How best to appreciate innovation in gaming? Do we praise a new release simply because it’s different from the rest of the pack? Or should the way that it plays carry the greater weight? It’s a high-falutin’ philosophical conundrum, to be sure.
With Blueprint 3D, a game that manages to be both totally unique and highly engaging, we’re not going to find a decisive answer. Sorry to get your hopes up, folks. What we do get, however, is something ambitious, remarkable, and utterly unmissable.Feeling Blue
As the title suggests, the game is built around the concept of blueprints in three-dimensional space. The blueprints – all 240 of them – have been scrambled and distended in a seemingly random arrangement. What gives?
It’s actually an optical illusion designed to test your powers of perception. You have to swipe the touchscreen to rotate the clusters of lines, dots, and shapes in all directions and on all planes, until gradually they cohere into a single image.
The moment the image clicks into place, your brain experiences a strange reptilian thrill, like it’s been dunked into a vat of ice-cubes.
Blueprint 3D is simple to play but complex to behold, your brain unconsciously processing an abstract jumble on the screen and – in coordination with your fingers – feeling its way towards a solution.
Each player experiences the process differently, and at varying speeds of recognition - it might even depend on how much coffee you’ve had to drink beforehand.
There’s a countdown timer in the background, so you’re not entirely free to tackle the blueprints at your leisure. There’s a maximum of three stars to be won on each, and the more time you take the fewer stars you earn.
The stars are necessary to unlock the later stages, all grouped and organised into seven theme packs: Architecture, Electronics, Medieval, Military, Space, Technology, and Vehicles.Etch-a-Sketch
The presentation of Blueprint 3D is rather clinical, and what little personality it has comes through in the blueprints themselves.
As you progress through the themes the texture of the plans will change, as will the soundtrack. Flashes of humour are provided by the objects you’re tasked with assembling - with its aliens, ray-guns, and flying saucers, the Space theme is especially surreal.
If you get stuck on a blueprint you can use up to five 'solutions' to instantly unscramble the puzzle. There’s an option to buy more of them, but fortunately this is the only instance of the dreaded freemium model.

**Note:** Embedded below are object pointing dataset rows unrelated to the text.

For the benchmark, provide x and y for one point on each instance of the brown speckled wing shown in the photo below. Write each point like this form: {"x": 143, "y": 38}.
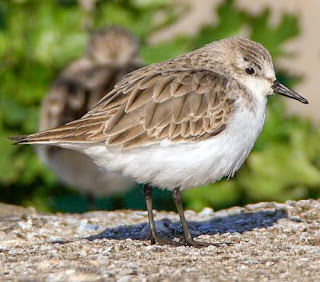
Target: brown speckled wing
{"x": 149, "y": 106}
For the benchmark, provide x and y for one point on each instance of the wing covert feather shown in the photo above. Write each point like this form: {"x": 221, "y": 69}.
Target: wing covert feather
{"x": 149, "y": 106}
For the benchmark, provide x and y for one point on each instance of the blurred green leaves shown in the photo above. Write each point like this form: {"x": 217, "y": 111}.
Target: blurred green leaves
{"x": 39, "y": 38}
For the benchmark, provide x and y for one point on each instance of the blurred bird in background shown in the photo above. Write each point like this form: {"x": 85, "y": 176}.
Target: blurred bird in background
{"x": 111, "y": 53}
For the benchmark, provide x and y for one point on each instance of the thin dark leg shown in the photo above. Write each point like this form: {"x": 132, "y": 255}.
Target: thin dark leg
{"x": 91, "y": 202}
{"x": 155, "y": 238}
{"x": 187, "y": 235}
{"x": 147, "y": 189}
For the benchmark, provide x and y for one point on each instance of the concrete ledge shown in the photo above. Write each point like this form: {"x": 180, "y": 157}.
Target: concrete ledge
{"x": 270, "y": 241}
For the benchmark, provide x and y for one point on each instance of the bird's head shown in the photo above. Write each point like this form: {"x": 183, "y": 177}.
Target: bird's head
{"x": 251, "y": 64}
{"x": 113, "y": 45}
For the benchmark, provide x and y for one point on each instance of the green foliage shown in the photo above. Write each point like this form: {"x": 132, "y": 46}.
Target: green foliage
{"x": 38, "y": 39}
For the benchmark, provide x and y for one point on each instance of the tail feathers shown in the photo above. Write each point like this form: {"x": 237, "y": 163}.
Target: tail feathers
{"x": 31, "y": 139}
{"x": 69, "y": 133}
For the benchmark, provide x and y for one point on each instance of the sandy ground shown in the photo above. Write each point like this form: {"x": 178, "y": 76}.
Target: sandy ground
{"x": 270, "y": 242}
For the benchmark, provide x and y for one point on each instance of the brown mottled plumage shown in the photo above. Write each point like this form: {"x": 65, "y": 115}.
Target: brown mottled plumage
{"x": 178, "y": 124}
{"x": 112, "y": 53}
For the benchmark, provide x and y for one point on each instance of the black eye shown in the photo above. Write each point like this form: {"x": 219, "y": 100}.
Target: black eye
{"x": 249, "y": 70}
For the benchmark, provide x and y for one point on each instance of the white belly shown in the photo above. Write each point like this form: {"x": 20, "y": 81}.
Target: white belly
{"x": 190, "y": 164}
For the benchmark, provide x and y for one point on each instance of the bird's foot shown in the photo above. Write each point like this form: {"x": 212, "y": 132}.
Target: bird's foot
{"x": 162, "y": 241}
{"x": 199, "y": 244}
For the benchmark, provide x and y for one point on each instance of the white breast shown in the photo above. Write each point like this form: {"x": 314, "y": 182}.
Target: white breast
{"x": 189, "y": 164}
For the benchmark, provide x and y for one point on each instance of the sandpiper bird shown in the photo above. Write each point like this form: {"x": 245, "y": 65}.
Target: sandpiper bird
{"x": 111, "y": 53}
{"x": 181, "y": 123}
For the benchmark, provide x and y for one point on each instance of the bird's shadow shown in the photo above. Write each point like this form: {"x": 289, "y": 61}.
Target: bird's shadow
{"x": 219, "y": 224}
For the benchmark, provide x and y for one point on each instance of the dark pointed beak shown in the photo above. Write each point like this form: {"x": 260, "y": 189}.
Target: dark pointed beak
{"x": 279, "y": 88}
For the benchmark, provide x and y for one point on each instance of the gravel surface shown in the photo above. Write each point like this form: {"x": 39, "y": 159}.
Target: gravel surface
{"x": 270, "y": 241}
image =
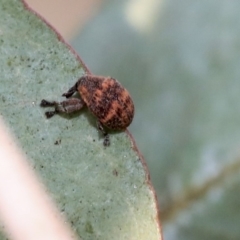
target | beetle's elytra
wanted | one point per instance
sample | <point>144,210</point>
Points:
<point>105,97</point>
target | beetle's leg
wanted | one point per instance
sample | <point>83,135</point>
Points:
<point>106,141</point>
<point>68,106</point>
<point>72,90</point>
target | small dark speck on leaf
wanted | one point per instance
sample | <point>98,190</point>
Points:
<point>88,227</point>
<point>115,172</point>
<point>57,142</point>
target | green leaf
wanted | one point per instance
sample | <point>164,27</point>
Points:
<point>180,60</point>
<point>104,192</point>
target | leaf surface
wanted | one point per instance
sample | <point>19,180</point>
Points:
<point>104,192</point>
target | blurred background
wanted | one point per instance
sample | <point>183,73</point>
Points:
<point>180,61</point>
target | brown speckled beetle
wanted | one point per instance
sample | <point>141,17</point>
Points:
<point>105,97</point>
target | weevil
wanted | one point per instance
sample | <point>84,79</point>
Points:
<point>106,99</point>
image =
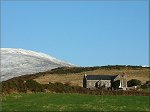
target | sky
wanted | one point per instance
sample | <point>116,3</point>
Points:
<point>85,33</point>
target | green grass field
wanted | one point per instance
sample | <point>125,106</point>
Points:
<point>73,102</point>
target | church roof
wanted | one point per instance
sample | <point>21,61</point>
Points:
<point>101,77</point>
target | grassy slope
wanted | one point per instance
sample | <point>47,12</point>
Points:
<point>73,102</point>
<point>141,74</point>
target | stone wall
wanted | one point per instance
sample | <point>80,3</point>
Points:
<point>91,83</point>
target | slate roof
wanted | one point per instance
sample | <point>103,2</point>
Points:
<point>100,77</point>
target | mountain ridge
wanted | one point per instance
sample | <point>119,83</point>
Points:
<point>16,62</point>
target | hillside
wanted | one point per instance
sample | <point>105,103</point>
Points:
<point>17,62</point>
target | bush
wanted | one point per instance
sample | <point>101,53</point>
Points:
<point>115,84</point>
<point>133,82</point>
<point>146,85</point>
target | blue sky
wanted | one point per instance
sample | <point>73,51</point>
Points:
<point>84,33</point>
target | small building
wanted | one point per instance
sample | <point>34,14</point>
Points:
<point>106,81</point>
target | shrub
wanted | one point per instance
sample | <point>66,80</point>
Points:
<point>133,82</point>
<point>146,85</point>
<point>115,84</point>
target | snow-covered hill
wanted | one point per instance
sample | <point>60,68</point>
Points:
<point>17,62</point>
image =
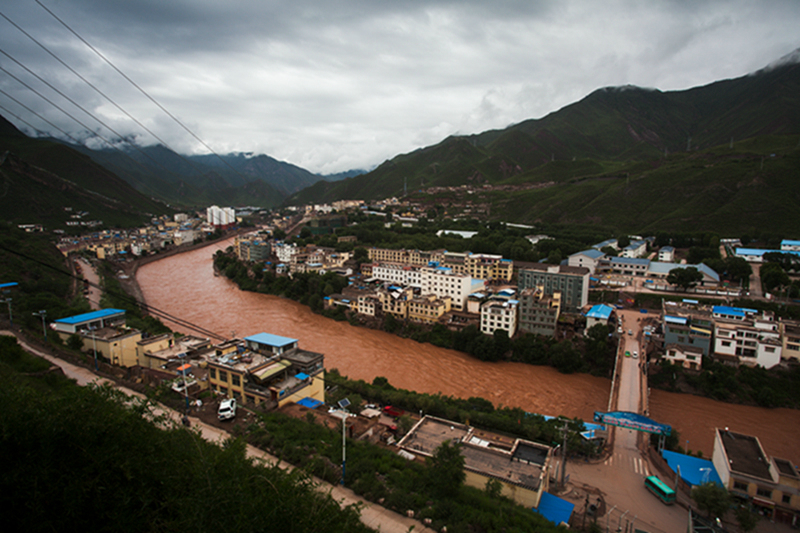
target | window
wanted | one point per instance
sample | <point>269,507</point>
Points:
<point>767,493</point>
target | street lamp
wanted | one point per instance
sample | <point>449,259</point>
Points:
<point>42,314</point>
<point>94,345</point>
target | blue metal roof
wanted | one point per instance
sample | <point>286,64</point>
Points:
<point>555,509</point>
<point>694,471</point>
<point>270,339</point>
<point>90,317</point>
<point>729,311</point>
<point>600,311</point>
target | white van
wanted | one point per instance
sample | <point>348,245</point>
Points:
<point>227,409</point>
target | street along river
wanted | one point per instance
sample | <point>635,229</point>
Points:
<point>184,286</point>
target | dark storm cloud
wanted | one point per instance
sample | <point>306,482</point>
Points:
<point>332,85</point>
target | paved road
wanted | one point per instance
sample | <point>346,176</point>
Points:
<point>621,475</point>
<point>372,515</point>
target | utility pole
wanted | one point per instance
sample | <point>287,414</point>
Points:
<point>565,429</point>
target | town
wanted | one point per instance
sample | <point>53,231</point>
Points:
<point>457,290</point>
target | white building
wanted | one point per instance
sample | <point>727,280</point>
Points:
<point>587,259</point>
<point>745,337</point>
<point>499,314</point>
<point>220,216</point>
<point>666,254</point>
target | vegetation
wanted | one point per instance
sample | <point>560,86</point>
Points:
<point>92,459</point>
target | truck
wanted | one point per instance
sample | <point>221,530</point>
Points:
<point>394,412</point>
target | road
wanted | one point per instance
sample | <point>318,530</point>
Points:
<point>621,475</point>
<point>372,515</point>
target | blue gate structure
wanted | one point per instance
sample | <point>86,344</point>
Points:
<point>635,421</point>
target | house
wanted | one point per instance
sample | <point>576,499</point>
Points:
<point>744,336</point>
<point>521,466</point>
<point>499,314</point>
<point>266,369</point>
<point>771,485</point>
<point>689,357</point>
<point>571,282</point>
<point>538,312</point>
<point>587,258</point>
<point>666,254</point>
<point>687,324</point>
<point>599,314</point>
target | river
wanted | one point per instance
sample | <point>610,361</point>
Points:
<point>184,286</point>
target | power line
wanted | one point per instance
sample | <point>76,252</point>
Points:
<point>101,93</point>
<point>108,61</point>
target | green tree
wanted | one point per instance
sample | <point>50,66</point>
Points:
<point>446,470</point>
<point>685,278</point>
<point>712,498</point>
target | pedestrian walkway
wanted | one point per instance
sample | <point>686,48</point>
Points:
<point>372,515</point>
<point>629,462</point>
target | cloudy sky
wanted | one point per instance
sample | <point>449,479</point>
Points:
<point>332,85</point>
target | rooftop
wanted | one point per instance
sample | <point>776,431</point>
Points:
<point>745,454</point>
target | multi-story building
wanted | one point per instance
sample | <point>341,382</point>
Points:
<point>771,485</point>
<point>571,282</point>
<point>266,368</point>
<point>499,314</point>
<point>688,324</point>
<point>252,248</point>
<point>489,267</point>
<point>742,336</point>
<point>428,308</point>
<point>587,258</point>
<point>538,312</point>
<point>790,338</point>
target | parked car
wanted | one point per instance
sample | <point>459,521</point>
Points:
<point>227,409</point>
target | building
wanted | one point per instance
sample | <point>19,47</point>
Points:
<point>771,485</point>
<point>521,466</point>
<point>666,254</point>
<point>538,312</point>
<point>599,314</point>
<point>266,369</point>
<point>428,309</point>
<point>499,314</point>
<point>252,248</point>
<point>635,249</point>
<point>743,336</point>
<point>489,267</point>
<point>790,245</point>
<point>790,338</point>
<point>587,258</point>
<point>662,270</point>
<point>688,324</point>
<point>103,333</point>
<point>221,217</point>
<point>571,282</point>
<point>689,357</point>
<point>626,266</point>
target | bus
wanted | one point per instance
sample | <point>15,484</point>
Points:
<point>660,489</point>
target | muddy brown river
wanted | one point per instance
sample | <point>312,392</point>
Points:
<point>184,286</point>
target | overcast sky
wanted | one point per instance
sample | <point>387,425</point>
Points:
<point>332,85</point>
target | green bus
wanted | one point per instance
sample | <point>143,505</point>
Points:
<point>660,489</point>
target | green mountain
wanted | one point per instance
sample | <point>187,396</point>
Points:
<point>625,156</point>
<point>45,182</point>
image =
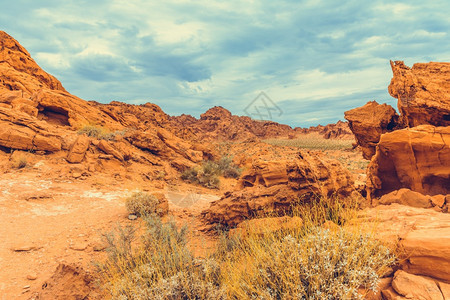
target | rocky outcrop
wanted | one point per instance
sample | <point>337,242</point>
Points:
<point>420,234</point>
<point>78,150</point>
<point>422,92</point>
<point>277,185</point>
<point>415,199</point>
<point>19,131</point>
<point>38,114</point>
<point>416,287</point>
<point>338,130</point>
<point>414,158</point>
<point>219,124</point>
<point>20,72</point>
<point>369,122</point>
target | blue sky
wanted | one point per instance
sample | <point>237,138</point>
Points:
<point>314,59</point>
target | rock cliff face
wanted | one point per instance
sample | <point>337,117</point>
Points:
<point>422,92</point>
<point>418,156</point>
<point>38,114</point>
<point>276,185</point>
<point>219,124</point>
<point>369,122</point>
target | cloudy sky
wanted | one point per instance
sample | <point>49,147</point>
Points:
<point>314,59</point>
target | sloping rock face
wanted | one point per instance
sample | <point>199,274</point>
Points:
<point>422,92</point>
<point>219,124</point>
<point>38,114</point>
<point>369,122</point>
<point>421,235</point>
<point>338,130</point>
<point>415,158</point>
<point>276,185</point>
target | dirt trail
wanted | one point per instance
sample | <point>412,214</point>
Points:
<point>45,222</point>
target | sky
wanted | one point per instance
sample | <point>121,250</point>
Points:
<point>306,61</point>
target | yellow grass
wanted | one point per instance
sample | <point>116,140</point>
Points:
<point>313,261</point>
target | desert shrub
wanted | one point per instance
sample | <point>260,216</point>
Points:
<point>141,203</point>
<point>160,266</point>
<point>318,264</point>
<point>307,262</point>
<point>208,173</point>
<point>97,132</point>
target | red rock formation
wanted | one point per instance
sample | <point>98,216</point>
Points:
<point>369,122</point>
<point>414,158</point>
<point>421,234</point>
<point>37,113</point>
<point>422,92</point>
<point>219,124</point>
<point>338,130</point>
<point>276,185</point>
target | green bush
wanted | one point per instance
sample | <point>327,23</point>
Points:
<point>141,203</point>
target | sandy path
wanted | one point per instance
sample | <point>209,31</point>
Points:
<point>61,221</point>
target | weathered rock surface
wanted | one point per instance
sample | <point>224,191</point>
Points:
<point>423,92</point>
<point>369,122</point>
<point>78,150</point>
<point>407,197</point>
<point>276,185</point>
<point>338,130</point>
<point>421,234</point>
<point>415,158</point>
<point>416,287</point>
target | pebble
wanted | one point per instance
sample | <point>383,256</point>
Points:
<point>132,217</point>
<point>31,276</point>
<point>78,247</point>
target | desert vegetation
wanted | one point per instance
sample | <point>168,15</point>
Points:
<point>311,261</point>
<point>97,132</point>
<point>207,174</point>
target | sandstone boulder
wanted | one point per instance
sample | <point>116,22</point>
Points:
<point>109,149</point>
<point>369,122</point>
<point>78,150</point>
<point>277,185</point>
<point>423,92</point>
<point>415,158</point>
<point>407,197</point>
<point>420,234</point>
<point>416,287</point>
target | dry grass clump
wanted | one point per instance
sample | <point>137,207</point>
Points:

Other features include an unlockable trophy cabinet, a list of Game Center achievements, and global leaderboards. There’s also the promise of extra theme packs to be added in the near future.
So how much entertainment is Blueprint 3D going to provide in the long-term? That’s easy to answer – a lot. The more appropriate question is how influential it’s going to be in the long-term.
Because this is a wholly original product, a new genre unlike anything else currently available on the App Store, rival developers may well copy the formula, and perhaps even improve it. That’s an exciting prospect for the future.